Little-known blacklist of unsuitable cars features top-brand models banned for safety reasons
The body that oversees the UK driving test has updated its list of unsuitable vehicles, bumping into another city car on the list of models learners are allowed to use in their test.
In most cases, learners never have to worry about the list. Most use their instructor’s car, which will be set up specifically for lessons and driving tests to meet all requirements.
However, some learners chose to take their test in their own car, borrowed from a friend or family member, or in a rental vehicle. Generally this is not a problem as long as it meets the basic criteria set by the DVSA (see below). But some cars that meet these criteria are still banned from the driving test due to visibility issues.
The Smart ForTwo was recently added to the DVSA’s banned car list, joining the BMW Mini Convertible; Ford KA convertible (StreetKa); Toyota iQ and Volkswagen Beetle convertible.
In each case, the DVSA will not allow learners to use them because their design does not provide the examiner with full visibility.
These bans are based on reviewers’ experiences and the agency points out that other cars may also not be suitable. He advises anyone in doubt about a car’s suitability to check with it before attending a test. In particular, you should check if you intend to use a convertible; van or coupe.
There are also several models affected by safety recalls that you cannot use unless you have proof that the recall has been made. These include the Citroën C1, Toyota Aygo and Peugeot 108 built between September 9, 2014 and October 15, 2014, which were recalled for steering failure; The Toyota Yaris built between June 2005 and May 2010, which suffered from track seat and/or steering column issues and the Vauxhall Adam and Corsa D, which suffered from potential steering issues.
As long as you can provide official proof that your car was recalled or not needed, you will be allowed to use it.
There are other requirements for using your own car for your driving test and if you fail to meet these your examiner could cancel the test without even starting the engine.
To use your car for the driving test, you must:
- to be taxed
- be insured for a driving test (check with your insurance company)

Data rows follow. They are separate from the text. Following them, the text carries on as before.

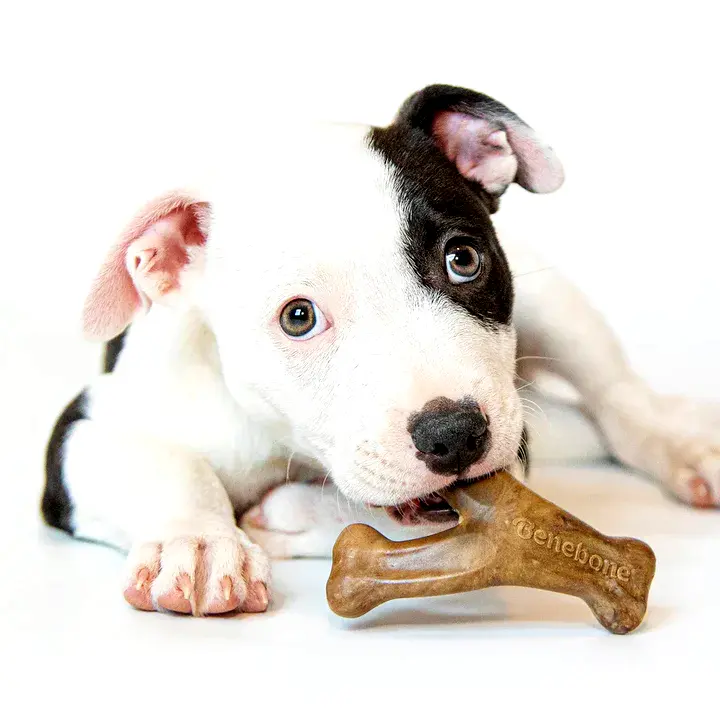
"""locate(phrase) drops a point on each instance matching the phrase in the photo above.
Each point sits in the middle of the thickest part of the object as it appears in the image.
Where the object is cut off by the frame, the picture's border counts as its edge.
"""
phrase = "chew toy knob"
(506, 535)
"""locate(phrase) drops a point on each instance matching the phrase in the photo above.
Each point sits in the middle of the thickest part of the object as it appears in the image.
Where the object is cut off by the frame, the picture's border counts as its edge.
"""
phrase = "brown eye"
(301, 319)
(463, 263)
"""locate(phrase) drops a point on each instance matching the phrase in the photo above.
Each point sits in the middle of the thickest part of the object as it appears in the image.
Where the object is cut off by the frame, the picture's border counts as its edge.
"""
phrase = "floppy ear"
(147, 263)
(488, 143)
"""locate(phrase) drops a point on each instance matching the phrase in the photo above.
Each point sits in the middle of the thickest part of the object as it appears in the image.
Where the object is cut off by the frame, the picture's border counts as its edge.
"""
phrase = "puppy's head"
(361, 302)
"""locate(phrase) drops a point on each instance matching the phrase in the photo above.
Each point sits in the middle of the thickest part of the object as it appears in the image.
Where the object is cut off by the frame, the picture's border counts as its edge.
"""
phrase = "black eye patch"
(440, 209)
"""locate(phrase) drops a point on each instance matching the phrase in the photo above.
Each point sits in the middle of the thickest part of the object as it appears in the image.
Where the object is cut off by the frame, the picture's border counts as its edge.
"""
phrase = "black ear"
(488, 143)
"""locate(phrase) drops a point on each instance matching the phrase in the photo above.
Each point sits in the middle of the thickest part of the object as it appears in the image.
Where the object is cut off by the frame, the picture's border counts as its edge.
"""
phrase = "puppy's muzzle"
(449, 435)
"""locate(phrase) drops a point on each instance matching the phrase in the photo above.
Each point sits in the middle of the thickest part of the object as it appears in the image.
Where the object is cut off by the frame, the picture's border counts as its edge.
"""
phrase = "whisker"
(532, 272)
(536, 357)
(287, 471)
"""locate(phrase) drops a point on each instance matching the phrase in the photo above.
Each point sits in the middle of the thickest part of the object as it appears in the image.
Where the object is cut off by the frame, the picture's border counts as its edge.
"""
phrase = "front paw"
(676, 440)
(198, 573)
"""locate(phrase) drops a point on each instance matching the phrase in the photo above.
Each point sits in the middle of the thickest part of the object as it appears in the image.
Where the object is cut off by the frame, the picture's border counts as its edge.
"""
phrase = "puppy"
(363, 333)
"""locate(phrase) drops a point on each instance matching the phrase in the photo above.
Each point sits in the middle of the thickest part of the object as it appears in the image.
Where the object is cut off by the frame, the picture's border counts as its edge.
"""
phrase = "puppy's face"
(361, 302)
(371, 308)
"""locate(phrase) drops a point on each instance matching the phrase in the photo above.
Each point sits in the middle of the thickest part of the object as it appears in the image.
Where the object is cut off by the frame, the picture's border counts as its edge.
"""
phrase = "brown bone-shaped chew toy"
(507, 535)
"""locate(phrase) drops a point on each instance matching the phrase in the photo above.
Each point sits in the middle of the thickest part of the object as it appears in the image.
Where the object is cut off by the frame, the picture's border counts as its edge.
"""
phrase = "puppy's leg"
(169, 509)
(674, 440)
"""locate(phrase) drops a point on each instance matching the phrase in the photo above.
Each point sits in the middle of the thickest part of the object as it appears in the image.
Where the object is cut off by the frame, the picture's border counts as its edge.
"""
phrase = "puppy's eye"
(463, 263)
(301, 319)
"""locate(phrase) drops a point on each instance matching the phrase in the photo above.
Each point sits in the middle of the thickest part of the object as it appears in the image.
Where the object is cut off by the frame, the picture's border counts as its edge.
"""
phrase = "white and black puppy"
(364, 332)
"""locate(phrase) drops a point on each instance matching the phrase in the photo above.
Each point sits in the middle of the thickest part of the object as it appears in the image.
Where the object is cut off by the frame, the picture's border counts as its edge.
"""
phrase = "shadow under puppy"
(363, 332)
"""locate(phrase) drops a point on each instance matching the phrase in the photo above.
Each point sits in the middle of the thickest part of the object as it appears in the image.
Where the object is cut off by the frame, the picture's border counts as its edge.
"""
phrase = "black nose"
(450, 436)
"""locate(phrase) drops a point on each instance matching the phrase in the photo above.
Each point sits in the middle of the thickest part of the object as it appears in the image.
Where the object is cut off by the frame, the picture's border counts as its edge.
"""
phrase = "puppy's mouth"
(426, 510)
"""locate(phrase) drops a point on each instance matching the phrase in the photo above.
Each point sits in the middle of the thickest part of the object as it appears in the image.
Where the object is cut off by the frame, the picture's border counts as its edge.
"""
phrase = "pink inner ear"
(145, 264)
(479, 148)
(497, 151)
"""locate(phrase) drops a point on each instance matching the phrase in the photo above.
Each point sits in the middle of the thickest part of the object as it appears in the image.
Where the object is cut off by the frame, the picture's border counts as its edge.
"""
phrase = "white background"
(626, 92)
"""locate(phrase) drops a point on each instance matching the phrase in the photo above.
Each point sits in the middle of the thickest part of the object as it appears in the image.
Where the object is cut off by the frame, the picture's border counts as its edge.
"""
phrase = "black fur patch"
(524, 450)
(57, 508)
(442, 207)
(113, 350)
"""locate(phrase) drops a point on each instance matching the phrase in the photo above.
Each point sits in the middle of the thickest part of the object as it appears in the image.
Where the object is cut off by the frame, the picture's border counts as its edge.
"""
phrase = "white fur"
(210, 405)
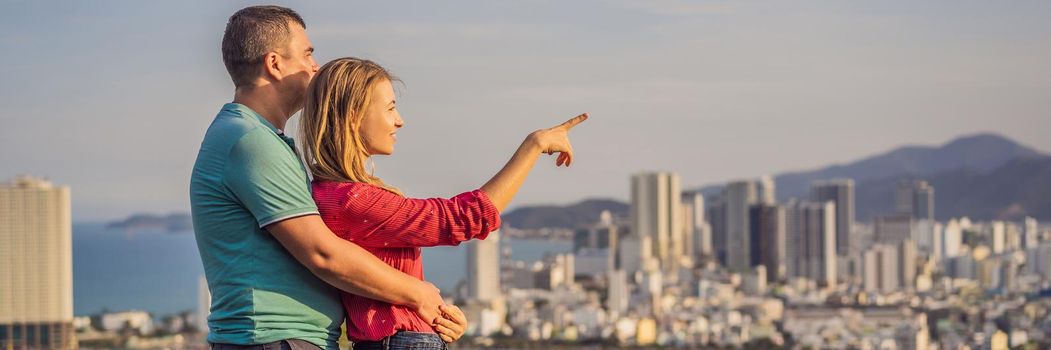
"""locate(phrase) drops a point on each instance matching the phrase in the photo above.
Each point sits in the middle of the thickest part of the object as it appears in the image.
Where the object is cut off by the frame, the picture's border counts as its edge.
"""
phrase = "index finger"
(574, 121)
(454, 313)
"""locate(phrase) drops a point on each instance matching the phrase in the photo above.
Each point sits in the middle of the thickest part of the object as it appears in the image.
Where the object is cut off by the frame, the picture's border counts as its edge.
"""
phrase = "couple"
(288, 261)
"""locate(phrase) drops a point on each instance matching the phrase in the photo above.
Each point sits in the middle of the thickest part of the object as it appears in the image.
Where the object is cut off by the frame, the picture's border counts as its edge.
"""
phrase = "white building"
(739, 197)
(36, 275)
(656, 210)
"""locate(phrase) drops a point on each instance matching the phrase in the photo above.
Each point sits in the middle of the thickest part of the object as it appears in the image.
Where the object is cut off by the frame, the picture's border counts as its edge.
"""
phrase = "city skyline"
(670, 85)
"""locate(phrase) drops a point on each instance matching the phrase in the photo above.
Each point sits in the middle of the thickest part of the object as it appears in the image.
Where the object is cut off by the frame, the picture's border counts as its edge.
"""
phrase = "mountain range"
(984, 177)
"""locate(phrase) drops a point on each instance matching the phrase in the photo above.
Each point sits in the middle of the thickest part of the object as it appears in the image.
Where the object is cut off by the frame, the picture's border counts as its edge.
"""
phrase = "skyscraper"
(739, 197)
(768, 240)
(1031, 237)
(915, 198)
(717, 220)
(699, 231)
(36, 265)
(840, 191)
(881, 270)
(483, 268)
(766, 190)
(655, 212)
(997, 233)
(810, 241)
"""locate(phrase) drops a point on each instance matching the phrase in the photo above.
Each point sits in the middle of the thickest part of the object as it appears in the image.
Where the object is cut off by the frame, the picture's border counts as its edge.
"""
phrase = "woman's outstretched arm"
(506, 183)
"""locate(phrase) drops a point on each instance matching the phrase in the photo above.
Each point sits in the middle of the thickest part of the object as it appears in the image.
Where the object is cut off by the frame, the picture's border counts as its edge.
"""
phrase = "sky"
(112, 99)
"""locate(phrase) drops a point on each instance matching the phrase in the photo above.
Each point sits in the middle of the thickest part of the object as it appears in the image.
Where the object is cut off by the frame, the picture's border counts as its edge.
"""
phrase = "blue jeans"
(405, 340)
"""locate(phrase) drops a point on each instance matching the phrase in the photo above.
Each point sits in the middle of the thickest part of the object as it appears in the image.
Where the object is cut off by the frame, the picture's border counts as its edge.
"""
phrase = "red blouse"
(393, 228)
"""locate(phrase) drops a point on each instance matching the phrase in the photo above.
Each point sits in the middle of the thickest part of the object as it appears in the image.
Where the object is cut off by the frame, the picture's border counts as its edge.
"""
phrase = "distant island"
(173, 223)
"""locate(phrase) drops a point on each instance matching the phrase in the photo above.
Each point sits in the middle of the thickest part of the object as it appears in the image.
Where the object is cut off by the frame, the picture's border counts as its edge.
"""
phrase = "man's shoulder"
(230, 125)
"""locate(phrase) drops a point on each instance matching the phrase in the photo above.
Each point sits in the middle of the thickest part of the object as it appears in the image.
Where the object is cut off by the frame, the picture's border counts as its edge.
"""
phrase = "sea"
(159, 271)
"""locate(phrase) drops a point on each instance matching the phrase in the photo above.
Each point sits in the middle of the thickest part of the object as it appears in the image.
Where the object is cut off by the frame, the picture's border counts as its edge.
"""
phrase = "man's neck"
(265, 102)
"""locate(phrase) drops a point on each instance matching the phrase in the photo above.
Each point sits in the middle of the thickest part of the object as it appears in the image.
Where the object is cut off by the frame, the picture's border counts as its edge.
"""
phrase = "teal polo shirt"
(248, 176)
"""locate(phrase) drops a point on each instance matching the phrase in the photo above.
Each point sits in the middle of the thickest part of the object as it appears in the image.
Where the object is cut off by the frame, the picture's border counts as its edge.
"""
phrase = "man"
(270, 262)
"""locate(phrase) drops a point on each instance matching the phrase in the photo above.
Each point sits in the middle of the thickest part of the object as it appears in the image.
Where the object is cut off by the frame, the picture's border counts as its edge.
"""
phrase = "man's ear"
(271, 66)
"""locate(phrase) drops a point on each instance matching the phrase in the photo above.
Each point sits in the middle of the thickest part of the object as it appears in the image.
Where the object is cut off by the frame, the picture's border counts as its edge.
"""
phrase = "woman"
(350, 115)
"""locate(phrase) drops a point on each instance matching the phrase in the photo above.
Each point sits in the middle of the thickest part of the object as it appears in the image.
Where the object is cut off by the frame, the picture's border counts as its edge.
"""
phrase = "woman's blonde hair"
(335, 104)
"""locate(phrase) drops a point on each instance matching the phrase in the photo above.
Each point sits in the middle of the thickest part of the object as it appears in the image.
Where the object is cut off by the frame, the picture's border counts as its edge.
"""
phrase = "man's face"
(299, 57)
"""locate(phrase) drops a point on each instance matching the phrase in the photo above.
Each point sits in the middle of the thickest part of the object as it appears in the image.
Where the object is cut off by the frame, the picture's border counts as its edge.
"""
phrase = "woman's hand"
(429, 302)
(506, 183)
(557, 140)
(452, 324)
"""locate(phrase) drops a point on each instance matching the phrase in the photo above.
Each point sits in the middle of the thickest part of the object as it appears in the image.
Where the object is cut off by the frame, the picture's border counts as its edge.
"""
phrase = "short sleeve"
(268, 179)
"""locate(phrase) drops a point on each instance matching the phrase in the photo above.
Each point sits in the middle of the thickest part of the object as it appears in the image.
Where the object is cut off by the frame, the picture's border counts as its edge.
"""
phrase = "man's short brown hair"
(250, 34)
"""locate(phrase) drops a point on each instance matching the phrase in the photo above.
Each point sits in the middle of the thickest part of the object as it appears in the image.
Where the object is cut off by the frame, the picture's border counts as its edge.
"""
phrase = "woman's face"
(380, 121)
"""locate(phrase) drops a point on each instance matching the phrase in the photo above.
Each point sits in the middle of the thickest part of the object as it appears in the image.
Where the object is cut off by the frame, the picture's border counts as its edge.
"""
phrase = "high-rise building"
(739, 197)
(881, 270)
(893, 229)
(656, 201)
(840, 191)
(907, 264)
(768, 240)
(810, 241)
(36, 266)
(717, 220)
(1031, 237)
(483, 268)
(698, 237)
(618, 293)
(952, 239)
(766, 190)
(915, 198)
(603, 234)
(997, 233)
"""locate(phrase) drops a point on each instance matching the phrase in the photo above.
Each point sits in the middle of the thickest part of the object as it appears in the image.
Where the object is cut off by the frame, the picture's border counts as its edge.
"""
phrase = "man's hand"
(452, 324)
(427, 303)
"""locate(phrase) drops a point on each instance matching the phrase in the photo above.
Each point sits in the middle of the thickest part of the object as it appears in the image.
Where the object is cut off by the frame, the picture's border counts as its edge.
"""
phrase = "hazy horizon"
(112, 98)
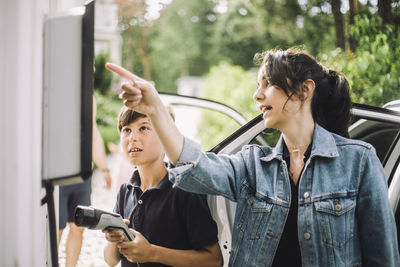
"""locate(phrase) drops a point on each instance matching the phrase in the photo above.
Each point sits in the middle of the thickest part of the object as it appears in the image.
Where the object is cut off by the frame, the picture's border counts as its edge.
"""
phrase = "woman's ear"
(307, 89)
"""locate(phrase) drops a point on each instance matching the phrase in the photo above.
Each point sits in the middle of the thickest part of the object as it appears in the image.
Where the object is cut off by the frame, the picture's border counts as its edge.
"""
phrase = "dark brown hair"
(126, 116)
(330, 104)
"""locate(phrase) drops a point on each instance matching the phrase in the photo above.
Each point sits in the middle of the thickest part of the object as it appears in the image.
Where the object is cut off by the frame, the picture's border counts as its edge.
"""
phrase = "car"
(379, 126)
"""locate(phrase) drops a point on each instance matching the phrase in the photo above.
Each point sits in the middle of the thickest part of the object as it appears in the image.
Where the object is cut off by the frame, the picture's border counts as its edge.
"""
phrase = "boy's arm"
(141, 96)
(140, 250)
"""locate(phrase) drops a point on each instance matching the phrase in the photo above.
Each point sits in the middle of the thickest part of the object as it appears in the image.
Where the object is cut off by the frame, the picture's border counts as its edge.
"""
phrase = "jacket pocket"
(336, 220)
(254, 217)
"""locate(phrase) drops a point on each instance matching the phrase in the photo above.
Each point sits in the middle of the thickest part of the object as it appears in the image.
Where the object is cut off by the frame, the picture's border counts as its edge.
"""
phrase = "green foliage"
(108, 108)
(233, 86)
(180, 42)
(102, 77)
(373, 70)
(240, 33)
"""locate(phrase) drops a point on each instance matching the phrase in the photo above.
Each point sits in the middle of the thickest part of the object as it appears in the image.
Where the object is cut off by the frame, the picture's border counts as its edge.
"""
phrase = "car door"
(378, 126)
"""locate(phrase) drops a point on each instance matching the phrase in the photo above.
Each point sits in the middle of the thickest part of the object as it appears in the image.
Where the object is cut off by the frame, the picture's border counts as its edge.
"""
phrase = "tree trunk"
(353, 9)
(385, 11)
(339, 28)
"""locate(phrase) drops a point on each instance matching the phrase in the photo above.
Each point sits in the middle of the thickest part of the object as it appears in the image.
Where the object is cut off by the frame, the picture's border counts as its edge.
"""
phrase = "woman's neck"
(151, 175)
(299, 135)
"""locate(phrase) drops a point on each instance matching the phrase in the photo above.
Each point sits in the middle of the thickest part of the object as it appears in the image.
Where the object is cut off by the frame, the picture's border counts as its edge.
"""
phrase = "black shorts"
(70, 197)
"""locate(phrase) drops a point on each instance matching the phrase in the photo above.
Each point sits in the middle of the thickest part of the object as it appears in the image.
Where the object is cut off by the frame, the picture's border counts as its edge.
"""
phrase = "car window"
(268, 136)
(379, 134)
(208, 127)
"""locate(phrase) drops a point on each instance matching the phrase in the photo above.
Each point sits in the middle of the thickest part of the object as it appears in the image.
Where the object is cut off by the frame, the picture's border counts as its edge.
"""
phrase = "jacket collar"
(323, 145)
(135, 182)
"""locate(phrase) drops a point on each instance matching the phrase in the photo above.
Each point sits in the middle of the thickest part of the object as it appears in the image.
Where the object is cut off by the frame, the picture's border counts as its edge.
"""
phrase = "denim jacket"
(344, 216)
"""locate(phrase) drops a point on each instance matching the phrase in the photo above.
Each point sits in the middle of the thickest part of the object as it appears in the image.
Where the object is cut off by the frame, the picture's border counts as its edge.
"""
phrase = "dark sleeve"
(200, 226)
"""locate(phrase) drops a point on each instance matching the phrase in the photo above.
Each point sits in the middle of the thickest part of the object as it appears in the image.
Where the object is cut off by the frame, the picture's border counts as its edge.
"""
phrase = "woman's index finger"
(123, 72)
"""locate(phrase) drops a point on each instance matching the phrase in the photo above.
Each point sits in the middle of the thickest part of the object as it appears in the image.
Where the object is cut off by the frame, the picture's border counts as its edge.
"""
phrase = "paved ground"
(93, 240)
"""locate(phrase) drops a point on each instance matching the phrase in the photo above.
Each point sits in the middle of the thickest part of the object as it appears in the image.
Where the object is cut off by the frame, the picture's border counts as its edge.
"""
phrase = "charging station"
(67, 114)
(68, 96)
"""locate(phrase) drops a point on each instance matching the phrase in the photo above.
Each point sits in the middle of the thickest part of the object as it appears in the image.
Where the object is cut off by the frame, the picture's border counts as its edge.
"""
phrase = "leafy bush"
(233, 86)
(102, 77)
(108, 108)
(373, 70)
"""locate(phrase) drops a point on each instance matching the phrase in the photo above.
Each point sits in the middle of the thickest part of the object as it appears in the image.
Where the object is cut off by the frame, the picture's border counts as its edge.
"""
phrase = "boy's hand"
(138, 94)
(138, 250)
(115, 236)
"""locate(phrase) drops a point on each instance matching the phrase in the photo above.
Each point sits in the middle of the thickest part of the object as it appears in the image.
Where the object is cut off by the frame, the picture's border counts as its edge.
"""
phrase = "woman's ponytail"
(331, 103)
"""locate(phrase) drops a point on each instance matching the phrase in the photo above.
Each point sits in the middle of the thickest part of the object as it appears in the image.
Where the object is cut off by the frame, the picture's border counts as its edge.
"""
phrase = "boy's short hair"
(126, 116)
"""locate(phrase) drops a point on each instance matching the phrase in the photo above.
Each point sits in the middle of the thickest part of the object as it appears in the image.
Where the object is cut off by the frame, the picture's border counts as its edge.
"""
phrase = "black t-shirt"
(166, 216)
(288, 251)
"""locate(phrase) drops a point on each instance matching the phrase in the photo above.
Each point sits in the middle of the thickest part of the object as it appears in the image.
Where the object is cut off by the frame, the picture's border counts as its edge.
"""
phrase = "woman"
(316, 199)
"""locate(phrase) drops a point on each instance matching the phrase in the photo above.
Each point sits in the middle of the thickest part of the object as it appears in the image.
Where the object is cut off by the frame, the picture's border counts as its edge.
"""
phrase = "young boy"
(171, 227)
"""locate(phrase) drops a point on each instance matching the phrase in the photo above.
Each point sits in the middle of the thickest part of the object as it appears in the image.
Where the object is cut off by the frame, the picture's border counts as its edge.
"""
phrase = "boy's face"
(140, 142)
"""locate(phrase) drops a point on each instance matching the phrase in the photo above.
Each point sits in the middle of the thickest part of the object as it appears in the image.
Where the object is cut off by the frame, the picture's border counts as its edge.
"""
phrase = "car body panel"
(378, 126)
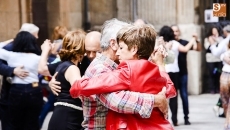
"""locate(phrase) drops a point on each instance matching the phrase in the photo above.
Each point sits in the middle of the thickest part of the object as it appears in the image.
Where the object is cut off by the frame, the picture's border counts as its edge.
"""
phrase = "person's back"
(64, 95)
(18, 59)
(66, 107)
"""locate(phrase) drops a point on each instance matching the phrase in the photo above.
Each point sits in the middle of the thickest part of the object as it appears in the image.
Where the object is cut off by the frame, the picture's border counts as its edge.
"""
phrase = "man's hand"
(20, 72)
(227, 59)
(54, 85)
(161, 102)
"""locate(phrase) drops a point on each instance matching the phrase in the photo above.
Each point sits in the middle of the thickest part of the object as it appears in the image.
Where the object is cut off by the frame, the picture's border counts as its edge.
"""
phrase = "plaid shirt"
(94, 109)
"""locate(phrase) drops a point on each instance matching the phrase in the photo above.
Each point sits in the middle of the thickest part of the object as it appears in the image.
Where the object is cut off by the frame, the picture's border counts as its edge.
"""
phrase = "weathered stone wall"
(64, 12)
(9, 19)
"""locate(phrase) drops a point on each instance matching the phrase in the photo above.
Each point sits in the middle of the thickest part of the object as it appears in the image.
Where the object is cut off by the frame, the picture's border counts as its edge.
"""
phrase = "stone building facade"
(90, 15)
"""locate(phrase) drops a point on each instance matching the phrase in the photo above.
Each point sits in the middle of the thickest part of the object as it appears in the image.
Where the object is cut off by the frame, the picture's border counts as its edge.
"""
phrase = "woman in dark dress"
(68, 114)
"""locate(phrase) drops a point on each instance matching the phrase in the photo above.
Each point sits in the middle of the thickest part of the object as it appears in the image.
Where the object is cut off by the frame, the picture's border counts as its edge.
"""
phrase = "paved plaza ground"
(201, 115)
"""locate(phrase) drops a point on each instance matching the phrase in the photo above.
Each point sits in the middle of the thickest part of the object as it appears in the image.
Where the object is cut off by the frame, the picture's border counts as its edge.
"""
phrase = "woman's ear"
(113, 44)
(134, 50)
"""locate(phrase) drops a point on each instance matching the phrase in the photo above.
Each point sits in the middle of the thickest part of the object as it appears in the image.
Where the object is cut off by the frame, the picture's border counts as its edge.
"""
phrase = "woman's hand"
(47, 46)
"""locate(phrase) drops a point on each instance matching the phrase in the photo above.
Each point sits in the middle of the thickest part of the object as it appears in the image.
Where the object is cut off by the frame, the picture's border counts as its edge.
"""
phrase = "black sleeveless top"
(64, 95)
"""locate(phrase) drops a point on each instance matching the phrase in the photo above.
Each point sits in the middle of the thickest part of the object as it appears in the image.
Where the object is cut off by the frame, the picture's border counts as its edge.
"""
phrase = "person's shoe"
(186, 122)
(222, 115)
(216, 110)
(175, 124)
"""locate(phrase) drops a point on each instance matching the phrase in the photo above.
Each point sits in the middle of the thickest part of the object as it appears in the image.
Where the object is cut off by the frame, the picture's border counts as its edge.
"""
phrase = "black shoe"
(222, 115)
(186, 122)
(175, 124)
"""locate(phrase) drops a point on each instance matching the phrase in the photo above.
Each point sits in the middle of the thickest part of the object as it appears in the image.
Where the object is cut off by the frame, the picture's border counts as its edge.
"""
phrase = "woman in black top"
(68, 112)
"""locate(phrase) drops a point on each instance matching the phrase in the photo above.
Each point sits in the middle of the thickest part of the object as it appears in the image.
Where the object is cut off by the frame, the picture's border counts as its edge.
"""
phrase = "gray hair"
(109, 31)
(227, 28)
(29, 27)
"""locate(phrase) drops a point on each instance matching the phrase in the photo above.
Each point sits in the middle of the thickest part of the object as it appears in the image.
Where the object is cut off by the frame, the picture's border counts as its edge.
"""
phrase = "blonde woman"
(68, 111)
(59, 33)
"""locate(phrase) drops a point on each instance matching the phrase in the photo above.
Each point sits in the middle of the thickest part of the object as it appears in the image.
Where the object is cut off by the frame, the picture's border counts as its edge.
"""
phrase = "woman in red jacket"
(135, 73)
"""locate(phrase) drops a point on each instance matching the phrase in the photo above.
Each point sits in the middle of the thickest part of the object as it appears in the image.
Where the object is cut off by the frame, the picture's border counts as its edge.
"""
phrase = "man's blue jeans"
(183, 83)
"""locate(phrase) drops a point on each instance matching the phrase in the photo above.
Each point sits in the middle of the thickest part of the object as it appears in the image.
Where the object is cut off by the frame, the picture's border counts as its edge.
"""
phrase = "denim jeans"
(183, 82)
(48, 106)
(25, 103)
(173, 103)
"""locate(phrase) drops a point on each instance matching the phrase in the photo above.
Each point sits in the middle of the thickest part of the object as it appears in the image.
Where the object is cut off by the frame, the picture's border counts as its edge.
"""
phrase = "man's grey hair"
(109, 31)
(29, 27)
(227, 28)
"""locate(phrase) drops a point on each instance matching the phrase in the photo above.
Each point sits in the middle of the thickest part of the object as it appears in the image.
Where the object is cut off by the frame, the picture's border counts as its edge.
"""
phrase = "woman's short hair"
(25, 42)
(109, 31)
(167, 33)
(73, 47)
(143, 37)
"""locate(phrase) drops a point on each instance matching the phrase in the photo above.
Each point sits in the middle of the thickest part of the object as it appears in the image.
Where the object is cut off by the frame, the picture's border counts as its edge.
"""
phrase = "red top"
(134, 75)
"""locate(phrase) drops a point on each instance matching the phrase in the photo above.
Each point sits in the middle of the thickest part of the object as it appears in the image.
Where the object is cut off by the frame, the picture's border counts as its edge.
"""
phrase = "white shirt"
(221, 48)
(173, 67)
(28, 60)
(209, 56)
(226, 67)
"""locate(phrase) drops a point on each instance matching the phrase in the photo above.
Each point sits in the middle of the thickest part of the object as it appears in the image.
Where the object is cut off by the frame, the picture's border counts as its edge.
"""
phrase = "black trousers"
(214, 69)
(173, 102)
(25, 103)
(66, 118)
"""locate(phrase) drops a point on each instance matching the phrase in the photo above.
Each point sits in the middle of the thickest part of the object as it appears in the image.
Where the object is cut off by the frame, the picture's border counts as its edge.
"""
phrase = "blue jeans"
(25, 103)
(48, 106)
(183, 83)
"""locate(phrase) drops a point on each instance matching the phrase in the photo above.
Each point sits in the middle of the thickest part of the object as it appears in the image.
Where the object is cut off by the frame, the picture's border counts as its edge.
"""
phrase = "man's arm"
(103, 83)
(8, 71)
(134, 102)
(42, 66)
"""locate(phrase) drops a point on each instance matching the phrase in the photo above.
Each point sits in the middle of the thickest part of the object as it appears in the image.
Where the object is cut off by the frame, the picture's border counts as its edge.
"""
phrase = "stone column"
(10, 19)
(64, 12)
(188, 27)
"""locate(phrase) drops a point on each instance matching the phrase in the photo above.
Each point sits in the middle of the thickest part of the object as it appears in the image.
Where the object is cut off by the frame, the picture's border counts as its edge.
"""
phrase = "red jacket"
(134, 75)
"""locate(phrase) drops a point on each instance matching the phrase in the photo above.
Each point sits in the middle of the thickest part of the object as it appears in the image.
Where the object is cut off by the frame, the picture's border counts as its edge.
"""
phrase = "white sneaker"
(216, 110)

- be in working order and have a current inspection (if more than 3 years old)
- do not have warning lights showing, for example, the airbag warning light
- have no damaged tires and the legal tread depth on each tire – you cannot fit a space-saving spare tire
- no smoking – this means that you cannot smoke there just before or during the test
- be able to reach at least 62 mph and have a mph speedometer
- have 4 wheels and a maximum authorized mass (MMA) not exceeding 3,500 kg
It must also include an additional interior mirror for the examiner; L-plates; a passenger seat belt and an appropriate passenger head restraint.
Additionally, Covid safety rules mean that in England and Wales you must park your car before your test. This includes removing all trash or unnecessary items from the dashboard, floors, door pockets, cup holders and seats.
In Scotland the rules are stricter and you must also clean and wipe down the car’s dashboard and controls, and make sure the passenger seat and floor are not dirty. The car you use for your test must have at least one open window on each side throughout the test. If your car does not meet these requirements, your test will be cancelled.